Demystifying style jargon

The first step to finding the elusive “real you” is to learn about specific period, contemporary, and vernacular styles. Throughout history human structures and values have determined how ideas are expressed aesthetically. So when people’s perspectives change over time, their contemporary mode of expression becomes a period style. For example, when rich monasteries ruled Europe and dominated almost all building and decoration, the Romanesque period emerged. Then with the rise of cities, the merchant class and the money culture evolved in Gothic style.

Peruse this chronology link and you’ll see that rich folk were the style dictators for 5,000 years! (Fashion was rarely a preoccupation of the starving masses). Not until the industrial and social revolutions of the late 18th and early 19th Centuries did the middle and working classes get the opportunity to emulate their peers, and democratic multi-class styles finally emerged.

Since contemporary style draws its inspiration from past styles and present fashions alike, it’s understandably dubbed Eclectic. Happily, this mix-and-match approach is singularly suitable to the idea of personal style, the most challenging goal of interior design in our times. (Formerly, most people were satisfied if their homes were simply beautiful, functional and comfortable.)

But suppose you’re not an artist?

So how do you go about discovering your own charisma? And how can you develop the necessary aesthetic judgment to apply your style to your personal environment?

Unfortunately, there’s no good substitute for artistic talent. Your own talent can be nurtured by hard work and experience, but some people just aren’t artists. If that’s your case, I urge you to (1) continue studying and experimenting until you’re convinced of your competence; or (2) work interactively with an experienced design partner, at least on a part-time basis; or (3) hire an enlightened professional to execute a design plan based on your genuine sense of self.

Go on a treasure hunt

Even if you opt for professional guidance, you need to let your consultant know who you are at home. One road to self-discovery is the treasure hunt: Find your most valued possessions, and pay attention to the story they tell. A chic lady friend of mine identified her grandmother’s slipper chair as her most favorite possession, and she used it as the centerpiece of a 19th-Century neo-boudoir. (During the design process, she began to imagine herself as a character in a Balzac novel, and her husband became similarly inspired.)
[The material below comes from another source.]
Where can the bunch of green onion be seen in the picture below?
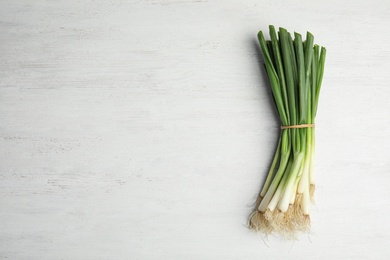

Letting your architecture speak for itself is another sound approach, especially if your home already has elements of high drama, like gorgeous ceilings, ancient alcoves or free-floating stairways. One of my students insisted that a carved wooden door in his historic house “awakened his unconscious memory” ⎯ so he opened the door to his garden, and built a walled room outside for meditation. Here he found the peace he badly needed.

Smell that cedar chest

Those interested in cooking or lovemaking or music might prefer to enter the realm of physical senses. Should this be you, check out your home with your eyes, ears, nose, mouth and hands. That’s right— enter each room in your home and feel the suede sofa, smell the cedar chest, and sit down and just listen, and breathe until you can realize the mood of the place. With luck, you’ll connect with each room’s unique ambience, e.g., warm and welcoming, or stoic and invigorating, or morbid and frightening. You may not like what you find out. But on the other hand, you’ll have a good idea of what possessions to keep and what to reject. Good editing is essential to fine design.

One last option, based strictly on the pleasure principal: Concentrate on your favorite activity. Don’t be shy! Just take time to visualize yourself engaged in doing what you like best (even if it’s drinking beer or embroidering). Then envision a special space devoted to this practice. Imagine you have all the time and talent and money you need in order to design walls, floors, furnishings, light and color. These imaginings alone will generate new and wondrous thoughts.

Of course there are a myriad of ways to discover your stylistic preferences. As long as you don’t get bogged down by other people’s design ideas, and you concentrate on what excites and delights you, your success is guaranteed.